Pet odor detective
June 8, 2012 5:30PM
Updated: July 11, 2012 6:09AM
Toward the end, last year, our poor elderly West Highland terrier Harry became less discriminating about where and when he relieved himself. Every once in a while, we’d let him out and he’d pee in the yard, but most often, he preferred to drag himself out of his dog bed and go right in the middle of the living room rug, sometimes right in front of us.
All fall, I kept the rug cleaning machine in the corner of the living room and at least once a week would shampoo the carpet.
After I took Harry to the vet for the final time, I wiped a tear, came home, shampooed the rug, and thought that was that.
That was that, until spring came and with it, warm humid weather. Suddenly, all that dormant dog pee reanimated itself, and our living room started smelling like the New York City subway system during a heat wave. I got out the trusty rug machine, hit the power scrub button, and cleaned the rug again.
Two days later, the smell was back. It would hit at odd times. I’d be sitting on the sofa watching TV and suddenly an odor would waft past that would make my eyes roll back in my head.
Memorial Day weekend, we had a three-day heat wave with no rain in sight. I carried the carpet out onto the driveway, soaked it with a hose, and used the rug machine to suck all the water out. Then I did it again, using vinegar and water this time. Then, I cleaned the rug a third and fourth time with carpet shampoo. When we got it back in the house, everything was fine, until the first humid day, then ... bam, it was back with a smelly vengeance.
Any sensible person would, of course, throw the rug out and start fresh. We spent a lot of money on this particular rug, though, something we don’t usually (ever) do, and my wife liked the way it looked, so her solution was to move it out of the living room into the dining room. We really only use the dining room twice a year, she argued, at Thanksgiving and Christmas, so it wouldn’t be so noticeable.
The problem is that I actually do my writing, including this column, in the dining room. Because I was spending so much time soaking up the atmosphere, I started to read up on dog pee on the Internet. Turns out when a dog goes on a carpet and it dries, it leaves behind urea crystals. Urea crystals are tough customers, clinging to the carpet fibers, and every time they get wet, even from humidity, they come back to life and emit a foul odor. If you could find the pee spot, though, you can buy an enzyme spray that neutralizes urea. And the way to find the pee spot, the Internet said, was with a black light.

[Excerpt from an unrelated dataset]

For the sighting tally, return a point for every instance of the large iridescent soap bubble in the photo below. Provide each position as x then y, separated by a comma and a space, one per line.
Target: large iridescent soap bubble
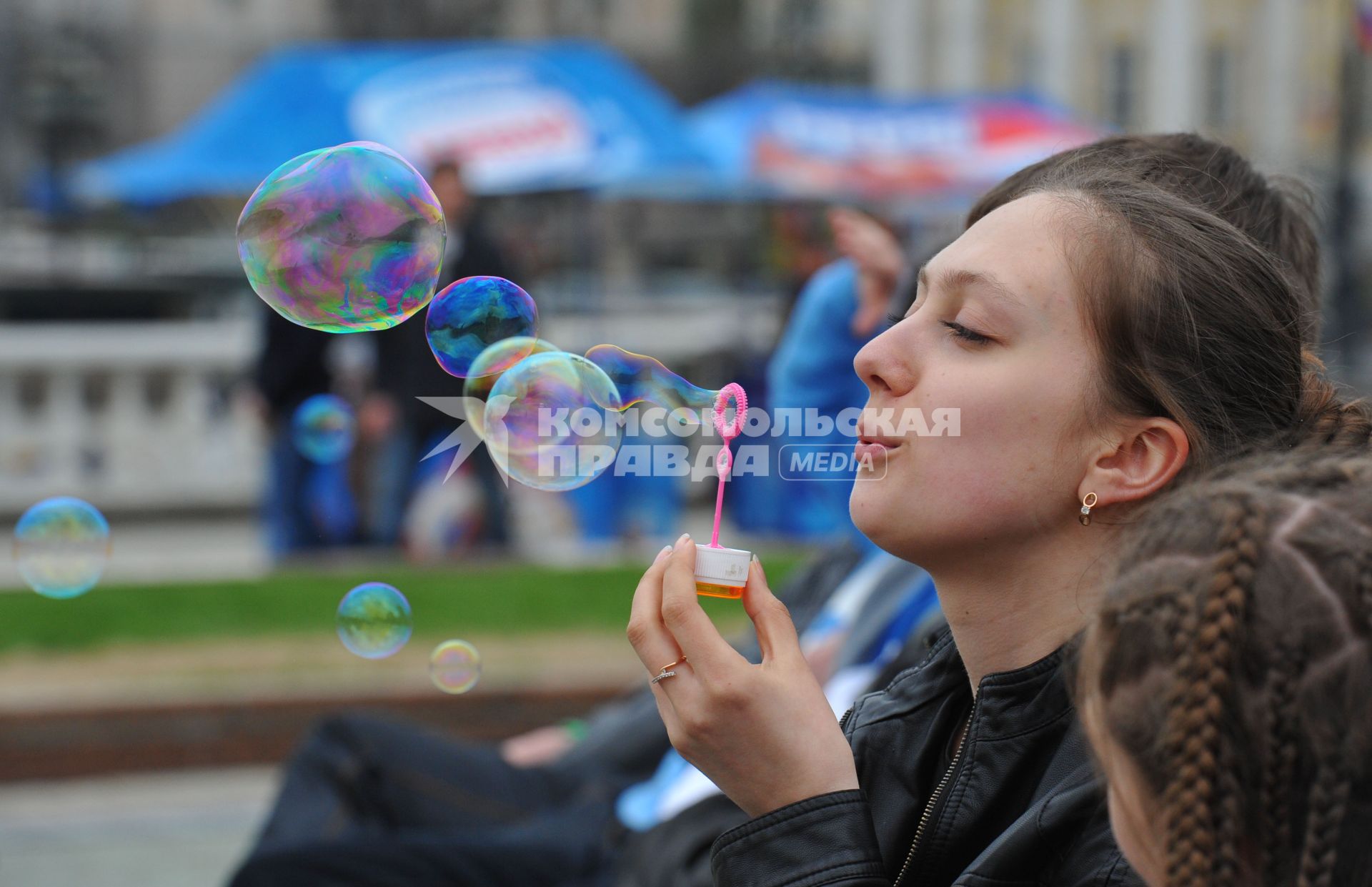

I was intrigued. I assumed black lights were solely for use by awkward teenagers who want to look rebellious without actually being rebellious. But black lights are also, it turns out, what CSI-types use at crime scenes to make biological (don’t ask, I mean it.) evidence glow.
This sounded cool. My 16-year-old daughter and I drove to the store and bought a black light bulb. When we got home, it was too bright out for the bulb to make anything show up, so I ran upstairs and grabbed a comforter off a bed. We put the black light bulb into a desk lamp and we got on our hands and knees under the comforter, and crawled around the room looking for pee spots.
We discovered two things. First, a black light doesn’t work as well as the Internet says it does. Nothing glowed under there except, strangely enough, my daughter’s braces. Second, if a peed-upon rug smells bad when you’re walking through the room, if you crawl down close to the rug, with a comforter over your head, on a warm day, with a light heating the whole thing, it’s overwhelming. At one point, my daughter got a little dizzy and I thought she’d topple over on her side in a faint. It would be embarrassing to explain to the EMTs what happened to her. We gave up.
The carpet’s too expensive to toss, so I’m guessing the pee wins out. I’ll keep writing the column at my old spot in the dining room, but on humid days, it might be a little late getting to my editors. It’s hard to type with one hand while holding my nose with the other.